Learning to exercise: the role of upper-secondary schools for elite athletes in the development of training for cross-country skiing
Facts
- Contact person:
- Daniel Svensson
- Financer:
-
- The Swedish Research Council for Sport Science
- Responsible at MaU:
- Daniel Svensson
- Time frame:
- 01 January 2018 - 31 December 2022
- Faculty/department:
- Research subject:
Project description
This project is focused on the history and development of the Swedish upper-secondary schools for elite athletes (in Swedish: idrottsgymnasium), started in the early 1970s. Discussions about talent management in Sweden had been ongoing during the 1960s. It had become apparent that to be an elite athlete in many sports had become more time-consuming, following the accelerating sportification of sports such as skiing, football and tennis.

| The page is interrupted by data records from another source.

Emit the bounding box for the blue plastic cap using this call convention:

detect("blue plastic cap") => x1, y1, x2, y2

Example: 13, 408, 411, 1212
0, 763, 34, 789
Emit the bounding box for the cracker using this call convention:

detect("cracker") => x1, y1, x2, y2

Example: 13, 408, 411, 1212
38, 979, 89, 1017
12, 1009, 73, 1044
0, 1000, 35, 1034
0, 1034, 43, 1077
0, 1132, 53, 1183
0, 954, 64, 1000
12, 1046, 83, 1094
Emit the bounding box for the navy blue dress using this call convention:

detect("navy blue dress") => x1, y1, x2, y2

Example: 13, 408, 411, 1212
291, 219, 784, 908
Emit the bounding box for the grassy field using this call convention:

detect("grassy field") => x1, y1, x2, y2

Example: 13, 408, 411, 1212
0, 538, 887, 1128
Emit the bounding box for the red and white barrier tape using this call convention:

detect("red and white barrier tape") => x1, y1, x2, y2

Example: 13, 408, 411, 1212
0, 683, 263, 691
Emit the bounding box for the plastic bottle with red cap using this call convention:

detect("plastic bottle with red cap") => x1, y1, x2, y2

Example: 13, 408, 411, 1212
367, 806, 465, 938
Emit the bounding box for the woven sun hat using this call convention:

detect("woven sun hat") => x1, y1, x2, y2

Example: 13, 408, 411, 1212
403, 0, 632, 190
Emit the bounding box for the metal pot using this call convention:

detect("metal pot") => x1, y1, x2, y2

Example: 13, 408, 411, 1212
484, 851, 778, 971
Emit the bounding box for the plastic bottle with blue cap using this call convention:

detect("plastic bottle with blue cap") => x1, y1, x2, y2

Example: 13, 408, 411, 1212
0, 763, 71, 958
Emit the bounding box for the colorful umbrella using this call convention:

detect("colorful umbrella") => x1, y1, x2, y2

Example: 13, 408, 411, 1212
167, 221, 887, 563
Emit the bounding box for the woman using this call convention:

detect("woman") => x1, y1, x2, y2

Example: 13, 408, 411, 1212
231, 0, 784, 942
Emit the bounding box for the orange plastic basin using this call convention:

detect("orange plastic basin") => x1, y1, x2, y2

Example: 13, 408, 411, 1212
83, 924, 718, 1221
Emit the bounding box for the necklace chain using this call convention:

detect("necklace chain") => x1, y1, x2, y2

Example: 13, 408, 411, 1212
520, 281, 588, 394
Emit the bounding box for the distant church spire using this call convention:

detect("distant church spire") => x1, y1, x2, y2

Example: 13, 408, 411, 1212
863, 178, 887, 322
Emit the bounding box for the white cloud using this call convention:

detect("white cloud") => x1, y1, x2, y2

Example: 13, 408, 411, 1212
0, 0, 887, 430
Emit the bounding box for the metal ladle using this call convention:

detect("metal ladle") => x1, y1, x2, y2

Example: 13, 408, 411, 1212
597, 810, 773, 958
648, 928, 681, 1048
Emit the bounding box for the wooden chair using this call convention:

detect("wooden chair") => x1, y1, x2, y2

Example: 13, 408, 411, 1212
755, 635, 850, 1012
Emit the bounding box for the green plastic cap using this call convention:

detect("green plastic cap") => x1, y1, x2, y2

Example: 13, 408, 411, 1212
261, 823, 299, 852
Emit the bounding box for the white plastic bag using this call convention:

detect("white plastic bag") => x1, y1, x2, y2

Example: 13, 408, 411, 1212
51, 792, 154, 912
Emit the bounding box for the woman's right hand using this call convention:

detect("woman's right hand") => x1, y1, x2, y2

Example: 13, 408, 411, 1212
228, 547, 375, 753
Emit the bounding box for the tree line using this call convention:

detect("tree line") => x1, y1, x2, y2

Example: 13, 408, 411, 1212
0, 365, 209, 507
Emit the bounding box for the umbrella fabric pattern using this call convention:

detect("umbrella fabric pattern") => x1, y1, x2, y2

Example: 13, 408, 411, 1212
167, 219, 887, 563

There were concerns in many sport associations that earlier specialization and increasing training load was needed, and that this was hard to achieve without integrating sport-specific training in the upper-secondary school system. In 1972, the first two test schools were up and running. They admitted some 80 students in seven sports, based on proven ability and on potential.
The students were evaluated both for their performance as students and as athletes, by the teachers and coaches respectively. It was, despite some minor problems during the first years, deemed a success. More schools were added and a decade later, in 1982, the test was made permanent. By then, the sport schools had gotten their own school subject, Special sport (Specialidrott), which allowed for training as part of the curriculum and graded like other subjects.
In little more than a decade, Sweden had initiated, expanded and made permanent a system of sport schools across the country. Elite sport education in 1970s Sweden was part of a broader process of specialization and scientization where the need for more and better training at an early career phase became increasingly important.